For Au, the unjustified attitude of CAEAL will end up raising small issues for Macau and at the international level.
Again accusing the CAEAL members of abusing their power, Au urged them to reverse and “return to normalcy” so they do not “create [unnecessary] chaos for the country.”
On the pro-establishment side many lawmakers also brought up the topic, expressing support for the decision of the CAEAL and accusing the disqualified candidates — namely those that are incumbent lawmakers — of attempting to clean up their record on activities that pro-establishment lawmakers consider disloyal towards Macau and the Basic Law.
Chan Hong, Ma Chi Seng, Chan Wa Keong, Iau Teng Pio, Fong Ka Chio, Pang Chun, Chan Chak Mo, and Chui Sai Peng were all signatories of spoken inquiries that expressed support of the disqualification of candidates to the elections.
The pro-establishment legislators expressed the idea that it is indisputable that CAEAL fulfills its functions following the law, and that their decision “represents the fulfillment, by the Macau SAR, of its constitutional duties and the implementation of the fundamental principle ‘Macau governed by patriots.’” They added that CAEAL acted “strictly following the law, with sufficient legal and factual grounds.”
Ma elaborated, saying that “the seven criteria on the defense, or not, of the Basic Law of Macau and loyalty to the Macau SAR, drawn up by CAEAL, are only for assessing the eligibility of all candidates. Since its establishment, the Macau SAR government has respected the various fundamental rights and freedoms of expression enjoyed by citizens under the law. The decision of the CAEAL is in no way a restriction on freedom of expression, nor does it affect Macau residents’ right to information about and oversight of the Macau government’s actions.”
Lawmaker Iau, who was appointed by the CE, went even further, saying “we all know that the qualification of some people for the elections was canceled because they practiced acts that are prohibited.
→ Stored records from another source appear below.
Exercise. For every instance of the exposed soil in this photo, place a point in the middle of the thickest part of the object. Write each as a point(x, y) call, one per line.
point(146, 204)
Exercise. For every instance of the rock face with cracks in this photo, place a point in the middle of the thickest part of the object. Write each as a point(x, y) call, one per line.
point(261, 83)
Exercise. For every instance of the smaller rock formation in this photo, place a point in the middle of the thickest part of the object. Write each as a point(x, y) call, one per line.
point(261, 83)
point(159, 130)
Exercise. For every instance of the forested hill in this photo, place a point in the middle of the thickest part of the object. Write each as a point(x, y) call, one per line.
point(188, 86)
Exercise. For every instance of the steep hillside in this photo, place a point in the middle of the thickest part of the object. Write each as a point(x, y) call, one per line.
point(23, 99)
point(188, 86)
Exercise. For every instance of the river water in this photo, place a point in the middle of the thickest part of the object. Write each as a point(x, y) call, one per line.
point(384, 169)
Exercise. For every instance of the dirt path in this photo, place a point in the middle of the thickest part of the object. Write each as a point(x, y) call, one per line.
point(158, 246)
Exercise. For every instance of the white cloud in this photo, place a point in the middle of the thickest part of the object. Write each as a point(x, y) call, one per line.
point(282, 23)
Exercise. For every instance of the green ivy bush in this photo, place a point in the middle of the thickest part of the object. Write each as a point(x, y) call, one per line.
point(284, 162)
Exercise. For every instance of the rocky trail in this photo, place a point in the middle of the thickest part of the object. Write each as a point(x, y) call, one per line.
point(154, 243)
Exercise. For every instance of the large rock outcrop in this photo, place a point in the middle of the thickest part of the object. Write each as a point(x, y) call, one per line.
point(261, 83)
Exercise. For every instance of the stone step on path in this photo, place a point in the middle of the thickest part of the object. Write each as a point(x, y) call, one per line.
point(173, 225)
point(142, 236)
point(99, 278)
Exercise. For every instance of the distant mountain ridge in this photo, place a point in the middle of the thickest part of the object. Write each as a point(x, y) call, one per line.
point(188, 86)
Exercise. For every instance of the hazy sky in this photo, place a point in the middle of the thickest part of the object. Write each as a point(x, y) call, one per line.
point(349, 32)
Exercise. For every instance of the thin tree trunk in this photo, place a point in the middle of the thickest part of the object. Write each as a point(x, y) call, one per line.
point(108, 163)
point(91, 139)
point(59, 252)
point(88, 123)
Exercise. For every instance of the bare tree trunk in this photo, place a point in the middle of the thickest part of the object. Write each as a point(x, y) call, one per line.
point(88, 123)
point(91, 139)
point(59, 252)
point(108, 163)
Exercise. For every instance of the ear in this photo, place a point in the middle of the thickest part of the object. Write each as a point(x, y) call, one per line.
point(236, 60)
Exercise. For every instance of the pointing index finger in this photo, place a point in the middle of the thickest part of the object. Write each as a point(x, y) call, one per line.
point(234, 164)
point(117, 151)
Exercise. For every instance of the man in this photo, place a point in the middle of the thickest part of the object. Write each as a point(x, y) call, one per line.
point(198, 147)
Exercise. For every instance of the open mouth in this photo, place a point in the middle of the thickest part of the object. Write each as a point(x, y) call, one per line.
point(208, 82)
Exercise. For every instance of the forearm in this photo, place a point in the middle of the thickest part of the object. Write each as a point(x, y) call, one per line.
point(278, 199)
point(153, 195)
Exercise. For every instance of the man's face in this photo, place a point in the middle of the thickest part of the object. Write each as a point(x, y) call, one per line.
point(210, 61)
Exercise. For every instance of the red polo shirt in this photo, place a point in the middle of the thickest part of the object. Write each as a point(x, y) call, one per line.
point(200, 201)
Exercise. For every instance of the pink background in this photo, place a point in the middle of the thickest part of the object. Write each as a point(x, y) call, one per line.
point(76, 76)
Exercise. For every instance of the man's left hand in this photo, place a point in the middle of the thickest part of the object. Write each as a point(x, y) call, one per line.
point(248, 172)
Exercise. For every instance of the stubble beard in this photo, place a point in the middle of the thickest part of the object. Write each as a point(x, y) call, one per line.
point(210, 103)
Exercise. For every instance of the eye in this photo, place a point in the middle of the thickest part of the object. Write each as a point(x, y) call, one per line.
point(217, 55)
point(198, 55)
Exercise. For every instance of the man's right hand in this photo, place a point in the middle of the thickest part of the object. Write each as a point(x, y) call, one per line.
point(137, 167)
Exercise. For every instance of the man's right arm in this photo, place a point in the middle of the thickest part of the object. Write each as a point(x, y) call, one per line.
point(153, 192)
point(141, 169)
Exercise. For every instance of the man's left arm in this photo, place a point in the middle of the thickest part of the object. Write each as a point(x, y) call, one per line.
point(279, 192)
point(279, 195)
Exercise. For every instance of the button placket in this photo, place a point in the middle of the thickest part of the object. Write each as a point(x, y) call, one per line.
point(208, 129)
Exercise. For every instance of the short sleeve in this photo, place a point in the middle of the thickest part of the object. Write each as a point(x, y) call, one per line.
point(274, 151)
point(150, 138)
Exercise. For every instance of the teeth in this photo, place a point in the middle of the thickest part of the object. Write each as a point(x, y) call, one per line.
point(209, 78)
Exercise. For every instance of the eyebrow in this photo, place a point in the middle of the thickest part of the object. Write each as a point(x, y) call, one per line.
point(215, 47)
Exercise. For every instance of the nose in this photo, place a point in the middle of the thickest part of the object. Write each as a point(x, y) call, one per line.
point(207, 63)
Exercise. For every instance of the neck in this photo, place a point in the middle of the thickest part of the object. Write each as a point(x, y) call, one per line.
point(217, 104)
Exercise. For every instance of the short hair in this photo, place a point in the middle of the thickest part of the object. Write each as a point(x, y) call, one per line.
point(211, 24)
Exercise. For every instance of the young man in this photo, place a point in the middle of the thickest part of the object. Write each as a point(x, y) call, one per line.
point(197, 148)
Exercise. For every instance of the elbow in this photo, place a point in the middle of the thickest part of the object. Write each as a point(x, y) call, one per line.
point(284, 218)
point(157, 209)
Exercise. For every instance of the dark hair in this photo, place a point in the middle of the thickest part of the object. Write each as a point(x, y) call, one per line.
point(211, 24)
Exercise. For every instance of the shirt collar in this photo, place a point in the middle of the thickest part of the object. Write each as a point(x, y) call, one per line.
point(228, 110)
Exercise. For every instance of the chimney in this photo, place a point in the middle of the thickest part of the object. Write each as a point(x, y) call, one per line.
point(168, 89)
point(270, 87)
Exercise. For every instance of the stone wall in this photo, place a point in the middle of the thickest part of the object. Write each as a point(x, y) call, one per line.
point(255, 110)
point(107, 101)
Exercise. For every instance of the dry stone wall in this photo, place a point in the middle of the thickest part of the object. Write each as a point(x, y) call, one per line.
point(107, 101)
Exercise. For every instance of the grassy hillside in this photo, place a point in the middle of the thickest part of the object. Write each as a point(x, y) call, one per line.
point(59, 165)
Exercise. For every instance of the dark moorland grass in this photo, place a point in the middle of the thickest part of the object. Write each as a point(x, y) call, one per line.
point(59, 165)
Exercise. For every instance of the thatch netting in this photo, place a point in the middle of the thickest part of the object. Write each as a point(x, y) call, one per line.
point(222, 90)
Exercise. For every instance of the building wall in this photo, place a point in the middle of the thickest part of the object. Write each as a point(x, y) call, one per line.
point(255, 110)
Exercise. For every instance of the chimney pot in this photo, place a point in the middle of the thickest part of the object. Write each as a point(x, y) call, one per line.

Unfortunately, these people are trying very hard to avoid the issue. They started talking about what they did for the citizens, about their oversight of the government, freedom of expression, etc. This is simply diverting the public’s attention and exhausting the good faith of Macau citizens,” he said. He went to say, “These people have to provide clarity to society. They cannot continue to create confusion for our eyes and ears and divert the focus of attention.”
Further insight was provided by lawmaker Chan Chak Mo, who described and enumerated several activities organized and participated in by the disqualified candidates that, in his opinion, justify the CAEAL actions.
“Some people always say they are the biggest supporters of the ‘One country, two systems’ policy, but they publicly organize June 4 meetings, broadcasting false and misleading messages, and deliberately distort the Central government’s conclusive decision about the incident. Moreover, they undermine and attack, without the slightest concern, the leadership of the Chinese Communist Party, and shout for the end of a one-party system, which seriously tramples the limits of the ‘One country, two systems’ policy,” Chan concluded.